Huge holes in the running game. Power football is back!

It was disappointing to see RBs run out bounds on the inside zone run, but maybe they're just not seeing the daylight when the OL falls down and creates a pile up at the LOS. Britt Mitchell struggled at times, but chipping the phantom on the edge with Cody Johnson proved to be a solid in-game adjustment. Listen - we put 87 points on the board. The OL played a big part in that.

These guys had an amazing 149 pancakes. After that, they showed up to the game ready to play.

Defense

Coming in, I was concerned about the pace of the Sartre Nothingness Offense and it's ability to make a defense question not only its philosophical alignment, but it's very existence. We answered the call.

Indeed, we do exist.

DL

DT depth has been a weakness, but these guys really came through. They played on the other side of the LOS the entire game. It was also good to see Taylor Bible get his first action though I would have liked to have seen him deal with this syllogism better:

Nothing is better than eternal happiness.
A ham sandwich is better than nothing.
Therefore, a ham sandwich is better than eternal happiness.

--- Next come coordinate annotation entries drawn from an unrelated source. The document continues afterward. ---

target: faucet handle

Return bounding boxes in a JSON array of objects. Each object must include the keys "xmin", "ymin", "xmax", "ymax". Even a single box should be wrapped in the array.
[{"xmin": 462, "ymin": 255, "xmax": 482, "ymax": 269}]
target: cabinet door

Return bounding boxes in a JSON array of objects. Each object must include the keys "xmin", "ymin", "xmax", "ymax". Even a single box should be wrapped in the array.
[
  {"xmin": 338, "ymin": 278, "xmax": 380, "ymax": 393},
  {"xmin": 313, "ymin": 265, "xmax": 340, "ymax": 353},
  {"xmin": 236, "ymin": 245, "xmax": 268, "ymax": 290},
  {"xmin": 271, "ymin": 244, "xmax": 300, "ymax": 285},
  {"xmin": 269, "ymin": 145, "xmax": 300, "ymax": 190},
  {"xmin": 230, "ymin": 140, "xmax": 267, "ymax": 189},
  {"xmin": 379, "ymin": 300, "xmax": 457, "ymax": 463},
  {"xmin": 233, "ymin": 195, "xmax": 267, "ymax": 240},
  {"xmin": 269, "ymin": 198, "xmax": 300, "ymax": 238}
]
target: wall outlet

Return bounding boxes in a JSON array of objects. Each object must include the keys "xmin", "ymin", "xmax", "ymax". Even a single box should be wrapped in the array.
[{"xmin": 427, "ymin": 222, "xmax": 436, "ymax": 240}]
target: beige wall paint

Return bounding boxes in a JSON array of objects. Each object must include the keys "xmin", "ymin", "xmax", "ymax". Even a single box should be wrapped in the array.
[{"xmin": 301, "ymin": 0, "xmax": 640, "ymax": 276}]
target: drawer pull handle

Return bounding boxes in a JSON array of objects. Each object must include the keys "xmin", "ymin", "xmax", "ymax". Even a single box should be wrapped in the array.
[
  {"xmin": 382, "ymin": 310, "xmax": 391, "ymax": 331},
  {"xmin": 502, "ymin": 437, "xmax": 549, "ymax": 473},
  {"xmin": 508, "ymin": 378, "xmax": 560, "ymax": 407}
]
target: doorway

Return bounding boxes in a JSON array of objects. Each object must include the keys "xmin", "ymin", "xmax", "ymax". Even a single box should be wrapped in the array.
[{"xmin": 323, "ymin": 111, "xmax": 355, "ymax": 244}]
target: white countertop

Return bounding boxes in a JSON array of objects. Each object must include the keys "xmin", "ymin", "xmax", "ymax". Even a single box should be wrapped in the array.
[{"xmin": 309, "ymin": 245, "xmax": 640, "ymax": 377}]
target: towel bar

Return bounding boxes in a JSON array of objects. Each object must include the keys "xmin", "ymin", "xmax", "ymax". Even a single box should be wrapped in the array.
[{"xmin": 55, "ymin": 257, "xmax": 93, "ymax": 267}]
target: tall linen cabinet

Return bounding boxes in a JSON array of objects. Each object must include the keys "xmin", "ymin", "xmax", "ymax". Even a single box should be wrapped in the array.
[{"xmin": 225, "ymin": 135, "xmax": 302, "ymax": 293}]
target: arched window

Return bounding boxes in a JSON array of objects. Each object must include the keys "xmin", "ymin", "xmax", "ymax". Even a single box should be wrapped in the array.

Bible somehow ate this syllogistic sandwich, which I didn't even think was possible.

Sam Acho answered this syllogism with his own devastating critique, flaying the Sartre Offense for its irresponsible Marxism and cynical sophistry. I felt it was crucial to stopping the Sartre offense ground game, such as it is, or is not.

LB

We had trouble adjusting to tempo and Muschamp needs to do a better job of getting the signals in, but that's also on the LBs. Obviously, nullity didn't make us pay with big plays, but it was disappointing to see our guys still shifting as the play clock expired.

The personal fouls are getting to be unacceptable. Four in one game, even one in which the defense is dominating, is unacceptable. No word on the head linesman's health yet, but we wish him the best.

DB

I understand that the targeting rules leave little room for error, but Vaccaro has to pull up when nothing is helpless.

Chykie Brown gave up a 41 yard catch and I still can't understand how. I don't just mean in a football sense, but in a space-time continuum sense. This is really where Muschamp's lack of schooling in physics kills this defense. I'm a little tired of the free pass this guy gets. Neils Bohr doesn't give up that play in a thousand years.

Special Teams

Why did DJ Monroe take a knee on all of the kickoffs? Starting on our 20 is unacceptable for a team this fast.

Obviously, quite disappointing to have Aaron Williams bounce a ball off of his shoulder pad, off his head, and out the back of the end zone for the second safety, but those are the breaks. Curtis Brown was perfect in his fielding, even if he caught one of the punts in his face mask eye hole. Again - why the fair catching?

Justin Tucker drilled a 37 yard field goal. I'm not interested in second guessing the coaches, but what's the rationale for kicking that? The numbers suggest that we convert that 4th and 1.

Overall

I'm happy with what I saw from this team. We looked deeply into the void, and the void began to look back through us.

Then we played the void in football and kicked the shit out of it.

So stop with your juvenile pre-game staredowns, void.

Next, we travel to another void. Nebraska.